Dish Network Corp. (NASDAQ: DISH) was up just 0.2% at $36.85 on Monday. It was up about 5% at $38.73 on Tuesday morning. Dish plans to use this merger to help launch its own mobile service, now that there will be fewer competitors. EchoStar Corp. (NASDAQ: SATS) was traded up nearly 5% at $39.98 on last look.

Telefonaktiebolaget LM Ericsson (NASDAQ: ERIC) and Nokia Corp. (NYSE: NOK) traded higher as well, now that the merger between T-Mobile and Sprint is more likely. Both companies have been under pressure over time as this extended merger situation was holding up 5G spending in North America. Ericsson was up over 5% at $9.16 Tuesday morning, in a 52-week range of $7.58 to $10.46. Nokia’s American depositary shares were almost 6% higher to $4.50, and its 52-week range of $3.33 to $6.42 should show how much pressure it has been under.

CommScope Holding Co. Inc. (NASDAQ: COMM), which now owns Arris and could be a 5G spending winner, saw its shares trade up by about 12% at $13.80 Tuesday morning. This stock had been disappointing for some time, which is more than evident when compared to a 52-week high of $27.00.

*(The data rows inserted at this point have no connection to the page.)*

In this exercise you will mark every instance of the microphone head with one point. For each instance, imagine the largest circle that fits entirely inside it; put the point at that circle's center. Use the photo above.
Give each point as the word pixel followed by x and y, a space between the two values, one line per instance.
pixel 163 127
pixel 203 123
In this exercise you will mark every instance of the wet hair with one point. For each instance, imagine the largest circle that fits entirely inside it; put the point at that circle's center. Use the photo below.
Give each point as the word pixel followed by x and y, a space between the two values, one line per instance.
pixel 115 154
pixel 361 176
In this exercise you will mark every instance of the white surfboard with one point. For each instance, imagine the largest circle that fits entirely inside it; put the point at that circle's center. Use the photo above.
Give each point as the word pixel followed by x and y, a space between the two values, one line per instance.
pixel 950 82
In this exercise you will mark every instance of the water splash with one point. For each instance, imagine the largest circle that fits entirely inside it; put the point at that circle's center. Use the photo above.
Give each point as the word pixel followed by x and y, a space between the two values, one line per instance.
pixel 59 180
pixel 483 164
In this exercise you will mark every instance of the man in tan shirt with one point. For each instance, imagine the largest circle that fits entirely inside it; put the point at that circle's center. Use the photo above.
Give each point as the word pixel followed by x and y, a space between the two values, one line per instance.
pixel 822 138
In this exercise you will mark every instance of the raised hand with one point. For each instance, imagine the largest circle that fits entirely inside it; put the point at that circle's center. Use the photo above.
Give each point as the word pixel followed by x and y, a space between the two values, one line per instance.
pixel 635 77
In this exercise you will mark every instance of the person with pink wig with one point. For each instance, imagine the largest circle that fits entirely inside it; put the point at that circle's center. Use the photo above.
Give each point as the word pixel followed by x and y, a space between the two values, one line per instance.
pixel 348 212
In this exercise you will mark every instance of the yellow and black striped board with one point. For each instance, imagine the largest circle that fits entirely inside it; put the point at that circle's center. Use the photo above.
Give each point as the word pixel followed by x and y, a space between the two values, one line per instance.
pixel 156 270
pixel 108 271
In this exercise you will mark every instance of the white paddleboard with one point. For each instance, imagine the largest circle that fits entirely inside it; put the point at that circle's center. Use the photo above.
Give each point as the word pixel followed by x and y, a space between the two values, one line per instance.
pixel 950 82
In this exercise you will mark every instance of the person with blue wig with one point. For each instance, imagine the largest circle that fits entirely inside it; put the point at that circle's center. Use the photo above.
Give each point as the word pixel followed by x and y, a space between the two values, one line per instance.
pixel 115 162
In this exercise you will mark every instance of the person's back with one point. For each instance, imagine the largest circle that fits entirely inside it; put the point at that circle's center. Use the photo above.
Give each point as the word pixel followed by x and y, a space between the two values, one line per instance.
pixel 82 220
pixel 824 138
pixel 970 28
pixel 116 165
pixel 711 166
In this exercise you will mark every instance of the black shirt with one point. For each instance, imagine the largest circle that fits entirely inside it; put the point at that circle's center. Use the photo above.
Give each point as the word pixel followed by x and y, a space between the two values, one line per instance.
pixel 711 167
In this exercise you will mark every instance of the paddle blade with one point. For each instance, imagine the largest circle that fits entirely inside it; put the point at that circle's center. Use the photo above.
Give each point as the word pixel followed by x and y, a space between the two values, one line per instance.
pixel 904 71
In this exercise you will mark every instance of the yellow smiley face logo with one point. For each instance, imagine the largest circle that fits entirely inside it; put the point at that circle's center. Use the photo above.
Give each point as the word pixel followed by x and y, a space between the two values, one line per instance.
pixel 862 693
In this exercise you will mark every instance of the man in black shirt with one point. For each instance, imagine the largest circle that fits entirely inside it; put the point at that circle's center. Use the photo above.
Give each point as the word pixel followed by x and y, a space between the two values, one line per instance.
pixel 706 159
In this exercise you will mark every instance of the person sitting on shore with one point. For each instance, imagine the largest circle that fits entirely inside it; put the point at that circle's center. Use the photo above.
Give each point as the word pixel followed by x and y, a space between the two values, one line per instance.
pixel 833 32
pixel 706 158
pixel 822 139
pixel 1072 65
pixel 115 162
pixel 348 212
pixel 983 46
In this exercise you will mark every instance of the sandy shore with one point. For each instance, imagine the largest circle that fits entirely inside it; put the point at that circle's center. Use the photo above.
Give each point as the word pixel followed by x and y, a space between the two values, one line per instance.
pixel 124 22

There was even a move in Cisco Systems Inc. (NASDAQ: CSCO) on hopes that this will clear the way for more 5G spending in North America. Its shares were up just over 1% at $49.60, which is down from a 52-week high of $58.26.

Investors need to know that this merger is not 100% complete. Some adverse parties to the deal remain, and further rulings could end up being unfavorable. That said, the verdict now is that this merger has a much stronger chance of happening over the coming months.